Materiał przygotowany we współpracy z Grupą Goldenmark SA
Ilość złota sprzedawanego w Polsce wciąż jest dużo mniejsza niż w krajach Europy Zachodniej, szczególnie z niemieckiej strefy językowej. Jednak polscy dostawcy od kilku lat notują imponujący wzrost sprzedaży. Złoto staje się nad Wisłą coraz bardziej powszechnym towarem. Równie szybko jak sprzedaż tradycyjna rośnie popularność sztabek i monet w internecie. Pojawia się także sporo innowacji w samym sposobie sprzedaży i dostarczania złota.
Kierunek zachód
Polski rynek złota od kilku lat rośnie o 1 – 2 tony rocznie. Wolumen sprzedaży tylko największych dostawców jest dziś szacowany na około 7 ton czystego kruszcu. Jeśli wyrazimy tę wartość w najpopularniejszych sztabkach o wadze jednej uncji (31,1 gramów), wyjdzie imponująca liczba ponad 225 tys. uncji. Dla porównania, szacowany na 140 ton rynek niemiecki to ponad 4,5 mln uncji, czyli 20 razy więcej, przy czym niemieckie PKB jest większe od polskiego około siedem razy (dane MFW). Zdaniem przedstawicieli branży dane te pokazują, jak duże jest pole do rozwoju dla polskiego rynku.

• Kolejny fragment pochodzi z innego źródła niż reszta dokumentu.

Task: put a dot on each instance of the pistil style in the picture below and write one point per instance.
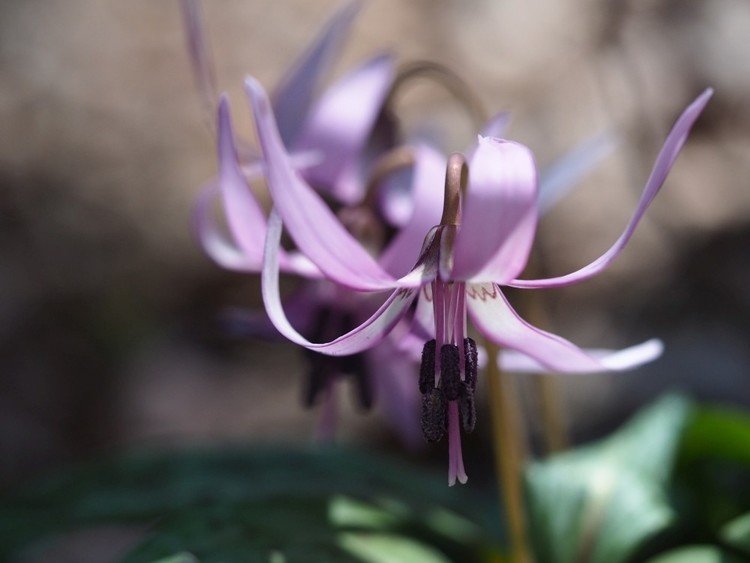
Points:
(449, 363)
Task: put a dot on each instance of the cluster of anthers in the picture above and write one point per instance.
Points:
(448, 371)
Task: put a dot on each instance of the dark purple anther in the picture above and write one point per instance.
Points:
(450, 371)
(467, 408)
(471, 362)
(427, 368)
(434, 415)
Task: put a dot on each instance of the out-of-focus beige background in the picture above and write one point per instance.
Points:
(107, 306)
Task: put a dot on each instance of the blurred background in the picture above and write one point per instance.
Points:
(108, 332)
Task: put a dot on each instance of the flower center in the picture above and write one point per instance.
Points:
(448, 372)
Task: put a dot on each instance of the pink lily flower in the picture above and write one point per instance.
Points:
(328, 147)
(479, 244)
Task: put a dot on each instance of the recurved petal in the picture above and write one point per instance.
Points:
(244, 215)
(665, 160)
(200, 54)
(615, 360)
(557, 180)
(339, 124)
(312, 225)
(498, 321)
(499, 215)
(397, 393)
(293, 96)
(225, 252)
(214, 243)
(365, 336)
(427, 196)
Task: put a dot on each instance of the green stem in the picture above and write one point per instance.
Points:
(510, 453)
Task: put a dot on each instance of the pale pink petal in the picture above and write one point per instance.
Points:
(498, 219)
(339, 124)
(245, 217)
(226, 253)
(395, 377)
(211, 238)
(312, 225)
(628, 358)
(494, 317)
(664, 162)
(427, 195)
(365, 336)
(294, 94)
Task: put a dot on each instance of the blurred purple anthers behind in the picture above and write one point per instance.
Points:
(480, 242)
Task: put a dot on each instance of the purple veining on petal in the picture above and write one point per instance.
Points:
(674, 142)
(494, 317)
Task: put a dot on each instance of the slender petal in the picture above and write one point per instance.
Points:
(244, 214)
(499, 217)
(340, 123)
(497, 320)
(427, 195)
(398, 396)
(294, 94)
(365, 336)
(496, 126)
(566, 172)
(313, 226)
(628, 358)
(200, 53)
(225, 252)
(664, 162)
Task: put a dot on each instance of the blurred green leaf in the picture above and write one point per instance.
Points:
(267, 504)
(179, 558)
(737, 534)
(599, 503)
(696, 554)
(717, 433)
(380, 548)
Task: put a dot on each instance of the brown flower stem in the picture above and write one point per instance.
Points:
(510, 452)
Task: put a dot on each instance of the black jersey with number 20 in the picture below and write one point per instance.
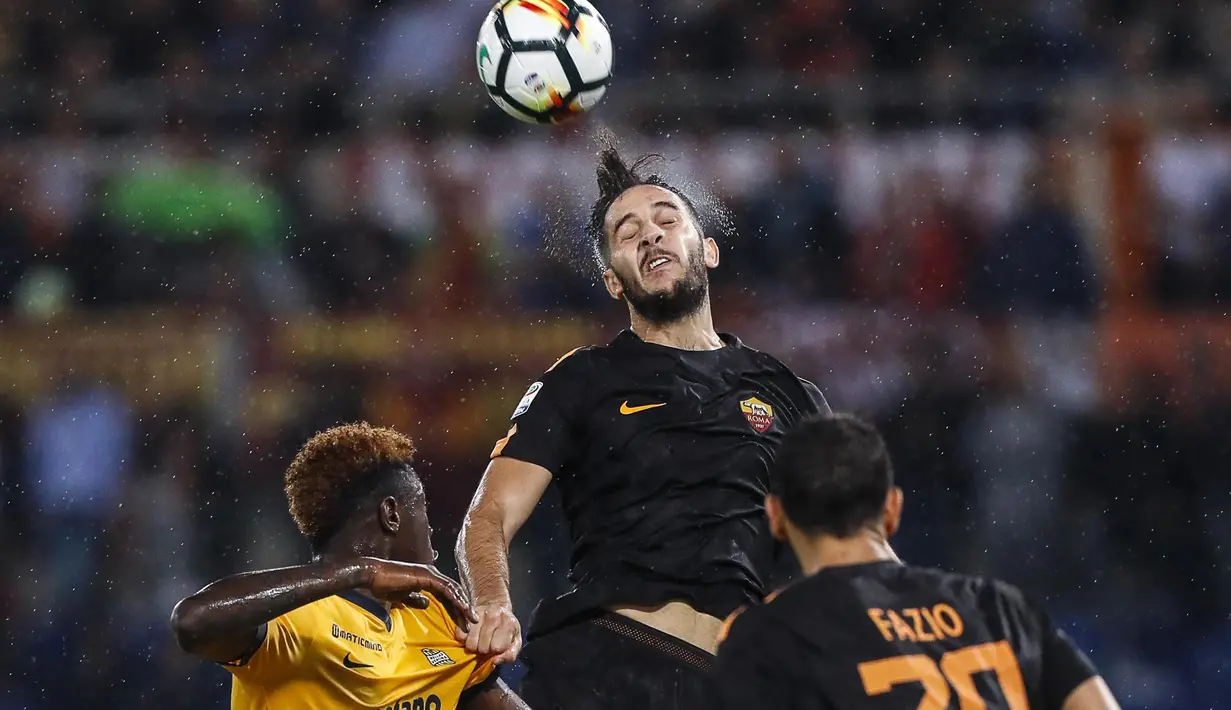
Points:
(662, 462)
(886, 636)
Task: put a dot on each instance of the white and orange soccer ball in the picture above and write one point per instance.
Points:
(544, 60)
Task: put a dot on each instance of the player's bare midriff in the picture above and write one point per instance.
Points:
(680, 620)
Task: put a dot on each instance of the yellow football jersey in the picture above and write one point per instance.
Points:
(348, 651)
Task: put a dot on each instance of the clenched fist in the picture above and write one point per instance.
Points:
(495, 633)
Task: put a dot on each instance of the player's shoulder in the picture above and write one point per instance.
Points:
(571, 364)
(745, 624)
(991, 597)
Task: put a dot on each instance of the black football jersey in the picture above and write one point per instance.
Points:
(888, 636)
(662, 460)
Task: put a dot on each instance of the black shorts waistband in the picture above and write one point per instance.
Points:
(677, 649)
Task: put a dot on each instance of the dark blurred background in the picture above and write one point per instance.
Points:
(1001, 229)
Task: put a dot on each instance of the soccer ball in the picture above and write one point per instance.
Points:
(544, 60)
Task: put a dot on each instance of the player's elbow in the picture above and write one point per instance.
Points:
(1093, 694)
(188, 624)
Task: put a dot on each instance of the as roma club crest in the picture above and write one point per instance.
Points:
(758, 414)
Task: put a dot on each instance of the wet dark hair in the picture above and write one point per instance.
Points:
(614, 177)
(832, 474)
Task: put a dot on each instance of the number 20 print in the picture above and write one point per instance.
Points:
(955, 671)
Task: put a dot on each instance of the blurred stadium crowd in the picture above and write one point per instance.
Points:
(212, 245)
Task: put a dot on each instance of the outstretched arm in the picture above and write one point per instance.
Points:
(506, 497)
(495, 697)
(227, 620)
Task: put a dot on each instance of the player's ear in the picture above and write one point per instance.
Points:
(388, 516)
(893, 511)
(613, 286)
(777, 518)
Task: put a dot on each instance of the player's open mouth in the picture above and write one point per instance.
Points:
(655, 263)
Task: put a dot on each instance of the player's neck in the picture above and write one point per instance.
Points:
(692, 332)
(822, 551)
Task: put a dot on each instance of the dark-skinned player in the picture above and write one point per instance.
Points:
(368, 622)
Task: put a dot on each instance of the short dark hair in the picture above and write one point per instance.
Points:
(614, 179)
(341, 466)
(832, 474)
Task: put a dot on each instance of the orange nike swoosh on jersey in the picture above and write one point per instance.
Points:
(627, 410)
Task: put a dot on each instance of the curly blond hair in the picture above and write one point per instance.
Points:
(329, 469)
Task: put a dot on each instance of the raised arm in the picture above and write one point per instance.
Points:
(493, 697)
(506, 497)
(227, 620)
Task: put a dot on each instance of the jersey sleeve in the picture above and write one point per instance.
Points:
(543, 430)
(282, 646)
(1064, 666)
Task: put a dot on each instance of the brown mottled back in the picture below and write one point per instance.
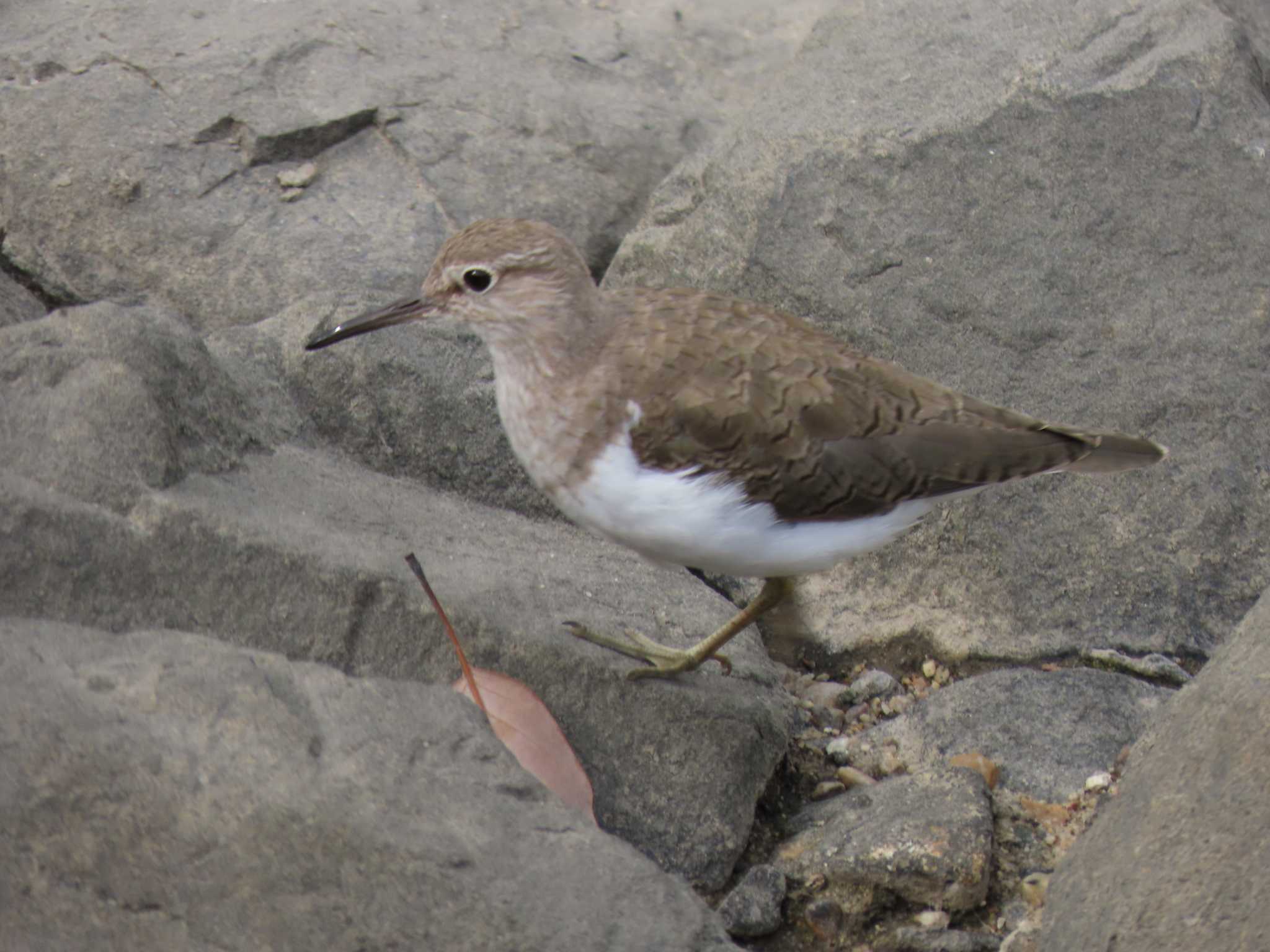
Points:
(814, 428)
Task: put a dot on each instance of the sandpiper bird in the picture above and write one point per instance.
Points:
(716, 433)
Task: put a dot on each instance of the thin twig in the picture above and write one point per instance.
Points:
(450, 630)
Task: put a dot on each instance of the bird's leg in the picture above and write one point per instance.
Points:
(668, 662)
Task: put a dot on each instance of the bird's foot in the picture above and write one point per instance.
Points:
(666, 662)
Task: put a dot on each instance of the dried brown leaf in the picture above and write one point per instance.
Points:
(527, 729)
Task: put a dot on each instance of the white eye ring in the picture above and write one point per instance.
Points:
(478, 280)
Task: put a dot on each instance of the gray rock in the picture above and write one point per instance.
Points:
(1153, 666)
(753, 907)
(926, 838)
(180, 794)
(992, 196)
(1178, 860)
(300, 553)
(870, 684)
(17, 304)
(104, 402)
(1047, 730)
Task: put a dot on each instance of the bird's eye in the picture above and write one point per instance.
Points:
(478, 280)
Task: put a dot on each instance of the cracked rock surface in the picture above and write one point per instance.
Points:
(225, 707)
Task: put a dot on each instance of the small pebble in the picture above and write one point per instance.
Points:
(825, 917)
(890, 764)
(900, 703)
(933, 919)
(298, 178)
(851, 777)
(838, 751)
(871, 684)
(981, 764)
(827, 788)
(1098, 782)
(1033, 889)
(826, 694)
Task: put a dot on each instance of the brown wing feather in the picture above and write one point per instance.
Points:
(822, 432)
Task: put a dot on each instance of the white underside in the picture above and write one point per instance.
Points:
(685, 518)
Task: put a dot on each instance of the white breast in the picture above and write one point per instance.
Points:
(705, 522)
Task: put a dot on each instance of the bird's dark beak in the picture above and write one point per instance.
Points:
(398, 312)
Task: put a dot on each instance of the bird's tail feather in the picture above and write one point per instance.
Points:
(1116, 452)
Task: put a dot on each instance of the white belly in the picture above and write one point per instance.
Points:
(705, 522)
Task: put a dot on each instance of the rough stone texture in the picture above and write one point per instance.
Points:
(17, 304)
(296, 552)
(104, 402)
(167, 791)
(1047, 730)
(753, 907)
(171, 128)
(926, 838)
(913, 940)
(1060, 208)
(1178, 860)
(171, 133)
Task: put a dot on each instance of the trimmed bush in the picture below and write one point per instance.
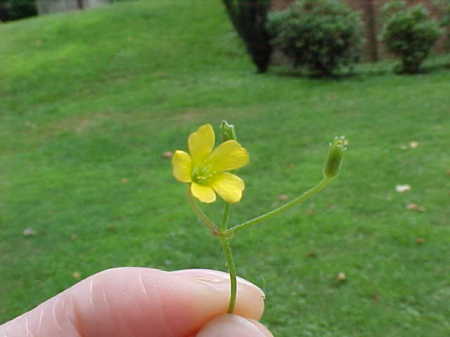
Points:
(249, 20)
(319, 35)
(409, 33)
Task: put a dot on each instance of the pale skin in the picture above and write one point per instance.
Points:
(143, 302)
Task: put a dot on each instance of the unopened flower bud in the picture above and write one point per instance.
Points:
(335, 154)
(228, 131)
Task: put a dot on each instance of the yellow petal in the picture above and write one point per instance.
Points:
(229, 155)
(201, 143)
(203, 193)
(228, 186)
(182, 166)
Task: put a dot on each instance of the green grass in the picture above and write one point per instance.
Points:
(90, 99)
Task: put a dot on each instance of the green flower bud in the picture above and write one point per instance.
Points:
(335, 154)
(228, 131)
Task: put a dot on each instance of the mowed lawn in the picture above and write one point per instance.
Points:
(90, 101)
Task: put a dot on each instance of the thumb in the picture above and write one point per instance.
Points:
(233, 325)
(137, 302)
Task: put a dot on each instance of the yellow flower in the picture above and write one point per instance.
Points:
(205, 168)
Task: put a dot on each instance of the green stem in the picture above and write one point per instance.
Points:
(308, 194)
(232, 271)
(226, 216)
(201, 215)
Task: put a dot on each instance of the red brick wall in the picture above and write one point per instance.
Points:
(370, 13)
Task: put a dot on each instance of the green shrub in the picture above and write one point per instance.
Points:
(249, 20)
(319, 35)
(409, 33)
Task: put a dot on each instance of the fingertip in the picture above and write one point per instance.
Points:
(233, 325)
(250, 298)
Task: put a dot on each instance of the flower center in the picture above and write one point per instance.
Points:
(202, 175)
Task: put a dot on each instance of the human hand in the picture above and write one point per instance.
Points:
(142, 302)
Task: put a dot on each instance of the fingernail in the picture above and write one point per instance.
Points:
(217, 280)
(233, 325)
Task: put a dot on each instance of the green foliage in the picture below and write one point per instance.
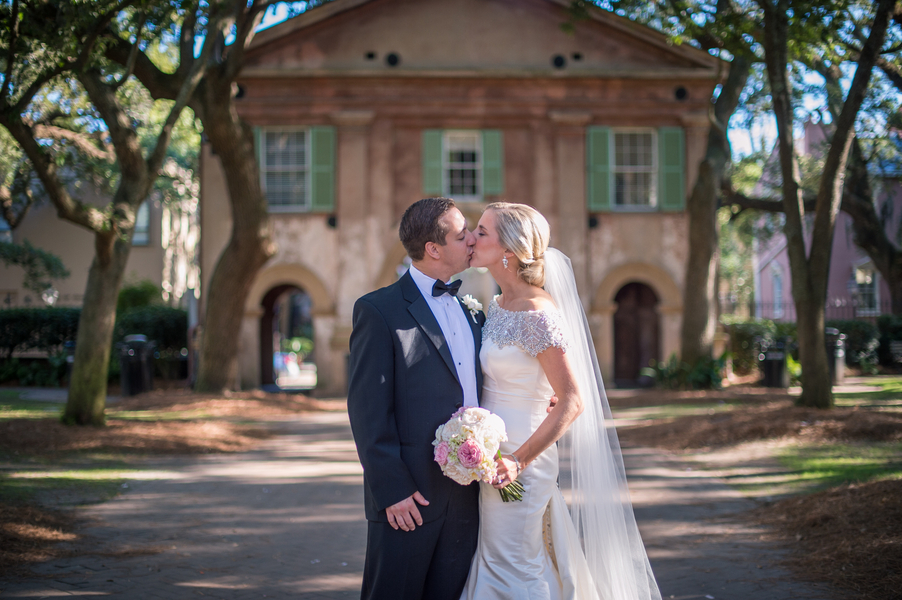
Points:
(862, 340)
(673, 374)
(889, 330)
(748, 335)
(40, 266)
(143, 293)
(41, 329)
(166, 326)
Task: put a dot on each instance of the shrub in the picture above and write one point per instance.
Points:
(43, 329)
(135, 295)
(748, 335)
(862, 340)
(673, 374)
(889, 330)
(166, 326)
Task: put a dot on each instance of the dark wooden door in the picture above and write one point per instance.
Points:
(636, 332)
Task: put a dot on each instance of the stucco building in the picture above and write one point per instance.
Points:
(163, 252)
(855, 288)
(362, 107)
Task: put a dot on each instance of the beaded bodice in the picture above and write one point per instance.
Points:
(532, 331)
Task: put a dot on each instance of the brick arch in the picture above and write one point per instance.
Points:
(655, 277)
(290, 275)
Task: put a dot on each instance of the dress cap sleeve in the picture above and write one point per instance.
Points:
(542, 330)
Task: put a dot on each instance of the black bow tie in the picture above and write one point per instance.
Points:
(440, 287)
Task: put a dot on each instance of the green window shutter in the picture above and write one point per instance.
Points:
(432, 162)
(492, 162)
(598, 168)
(671, 169)
(322, 169)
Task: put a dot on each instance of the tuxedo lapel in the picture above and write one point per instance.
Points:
(476, 330)
(420, 311)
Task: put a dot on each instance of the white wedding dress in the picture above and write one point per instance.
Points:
(529, 549)
(540, 548)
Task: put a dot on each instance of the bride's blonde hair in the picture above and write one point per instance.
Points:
(525, 232)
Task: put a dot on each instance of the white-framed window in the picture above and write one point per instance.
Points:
(141, 236)
(634, 168)
(285, 168)
(776, 277)
(867, 290)
(462, 165)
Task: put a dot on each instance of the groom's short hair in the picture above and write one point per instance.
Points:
(422, 223)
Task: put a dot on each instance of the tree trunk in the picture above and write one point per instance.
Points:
(249, 247)
(817, 387)
(88, 386)
(700, 291)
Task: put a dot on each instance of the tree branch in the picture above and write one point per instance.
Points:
(829, 194)
(11, 55)
(80, 141)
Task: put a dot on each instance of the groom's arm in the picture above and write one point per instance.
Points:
(371, 401)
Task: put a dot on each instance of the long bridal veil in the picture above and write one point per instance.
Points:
(600, 505)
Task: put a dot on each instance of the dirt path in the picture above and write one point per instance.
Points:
(286, 521)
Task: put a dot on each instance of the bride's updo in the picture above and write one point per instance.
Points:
(525, 232)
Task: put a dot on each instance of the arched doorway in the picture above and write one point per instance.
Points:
(637, 337)
(286, 338)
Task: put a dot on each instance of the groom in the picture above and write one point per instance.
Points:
(414, 361)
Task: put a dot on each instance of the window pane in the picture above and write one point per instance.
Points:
(286, 188)
(633, 149)
(632, 189)
(634, 168)
(141, 236)
(285, 168)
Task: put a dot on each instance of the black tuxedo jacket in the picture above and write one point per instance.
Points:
(402, 385)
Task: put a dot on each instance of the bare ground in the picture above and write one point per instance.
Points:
(850, 536)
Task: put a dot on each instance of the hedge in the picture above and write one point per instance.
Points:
(861, 341)
(889, 329)
(45, 329)
(748, 335)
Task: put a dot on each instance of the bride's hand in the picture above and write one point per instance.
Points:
(507, 471)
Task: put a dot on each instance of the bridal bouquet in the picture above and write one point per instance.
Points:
(466, 447)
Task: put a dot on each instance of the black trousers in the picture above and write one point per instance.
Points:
(429, 563)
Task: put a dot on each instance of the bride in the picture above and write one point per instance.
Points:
(536, 343)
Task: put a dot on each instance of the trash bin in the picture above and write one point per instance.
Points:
(836, 354)
(136, 364)
(772, 361)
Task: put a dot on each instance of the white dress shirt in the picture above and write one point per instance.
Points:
(452, 319)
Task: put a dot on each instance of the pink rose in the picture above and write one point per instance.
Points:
(469, 454)
(441, 453)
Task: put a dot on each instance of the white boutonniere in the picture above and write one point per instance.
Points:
(472, 304)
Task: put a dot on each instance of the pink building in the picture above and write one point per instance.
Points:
(855, 288)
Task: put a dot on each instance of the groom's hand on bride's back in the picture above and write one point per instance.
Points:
(405, 514)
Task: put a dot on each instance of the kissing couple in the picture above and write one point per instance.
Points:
(418, 354)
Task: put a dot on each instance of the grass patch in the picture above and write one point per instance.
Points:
(13, 407)
(828, 465)
(673, 411)
(60, 488)
(889, 394)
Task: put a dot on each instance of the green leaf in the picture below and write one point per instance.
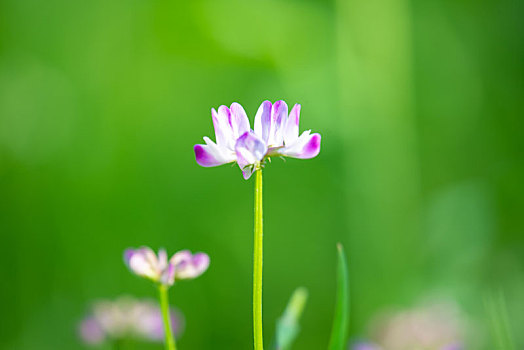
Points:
(341, 319)
(287, 324)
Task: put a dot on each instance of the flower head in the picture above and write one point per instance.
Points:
(126, 317)
(275, 133)
(183, 265)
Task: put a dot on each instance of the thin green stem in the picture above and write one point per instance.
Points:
(257, 264)
(166, 317)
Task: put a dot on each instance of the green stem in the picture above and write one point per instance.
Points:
(257, 264)
(166, 317)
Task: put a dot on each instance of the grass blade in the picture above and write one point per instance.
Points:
(341, 319)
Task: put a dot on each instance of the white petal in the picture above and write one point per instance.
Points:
(211, 154)
(239, 120)
(291, 129)
(223, 131)
(263, 120)
(305, 147)
(278, 121)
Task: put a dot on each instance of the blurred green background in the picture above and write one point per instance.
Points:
(420, 107)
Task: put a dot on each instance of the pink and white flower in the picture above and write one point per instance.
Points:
(182, 265)
(275, 133)
(126, 317)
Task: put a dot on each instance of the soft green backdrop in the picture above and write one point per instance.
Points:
(420, 106)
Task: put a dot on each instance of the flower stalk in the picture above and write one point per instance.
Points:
(166, 317)
(257, 264)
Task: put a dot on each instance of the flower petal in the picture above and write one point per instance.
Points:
(250, 149)
(239, 120)
(305, 147)
(211, 154)
(193, 268)
(179, 257)
(263, 120)
(162, 259)
(278, 121)
(143, 262)
(222, 125)
(168, 275)
(291, 128)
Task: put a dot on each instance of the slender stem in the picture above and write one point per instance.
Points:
(257, 264)
(166, 317)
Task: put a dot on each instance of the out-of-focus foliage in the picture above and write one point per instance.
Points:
(420, 108)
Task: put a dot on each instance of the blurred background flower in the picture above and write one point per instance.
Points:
(126, 317)
(420, 175)
(433, 326)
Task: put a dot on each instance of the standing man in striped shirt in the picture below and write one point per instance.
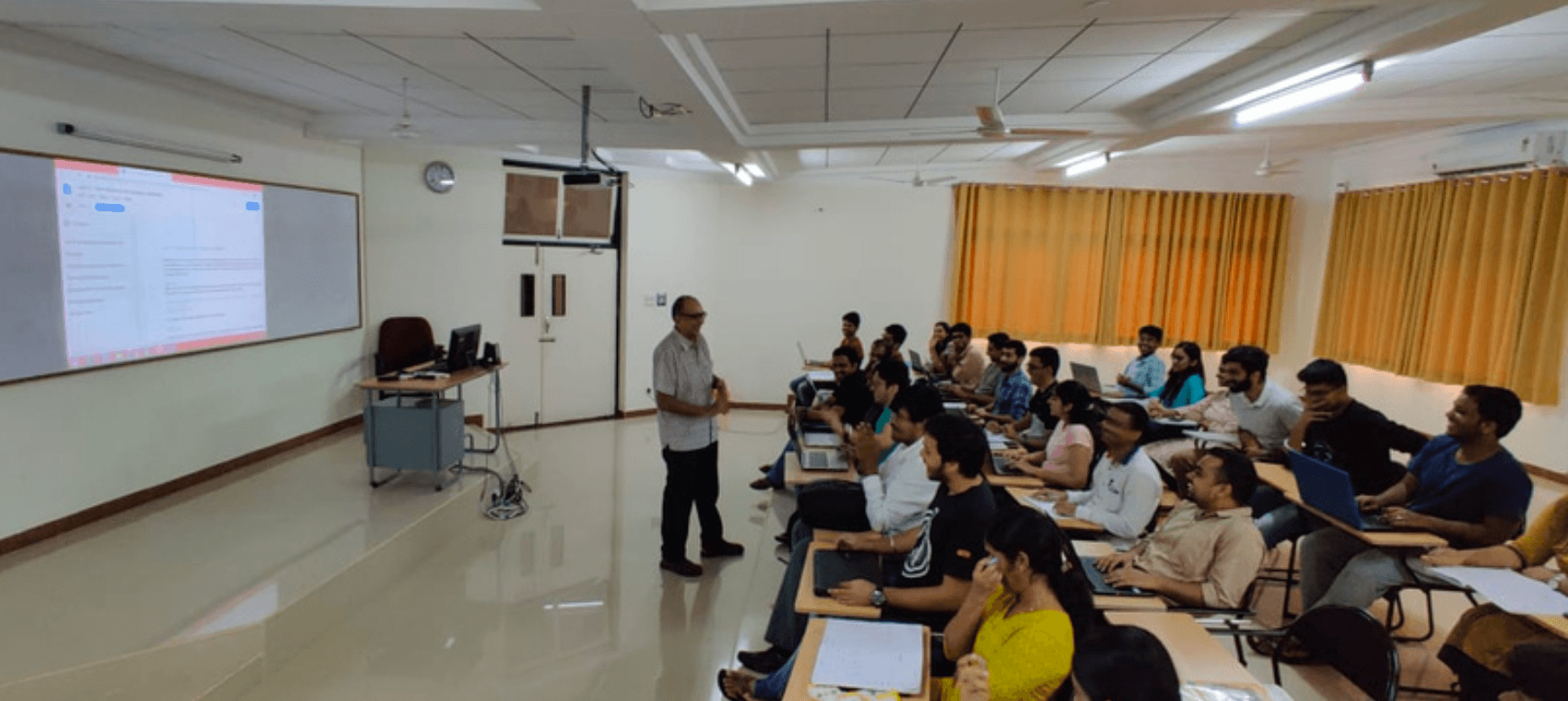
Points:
(689, 400)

W krajach niemieckiego obszaru językowego tradycja kupowania złota jest bardzo długa, a świadomość korzyści jakie daje ten produkt - nieporównywalnie większa. To prawdziwe wyzwanie dla polskich dystrybutorów. Również edukacyjne.
Sztabka dla każdego
W Polsce najczęściej wybierane są sztabki i monety o wadze jednej uncji. Rośnie również udział sztabek najmniejszych, o wadze 1, 2 i 5 gramów. Są coraz częściej wybierane jako prezent na chrzest, komunię czy z okazji ślubu. Nie słabnie też udział sztabek dla bardziej zamożnych inwestorów: 100, 250 lub 500 gramowych.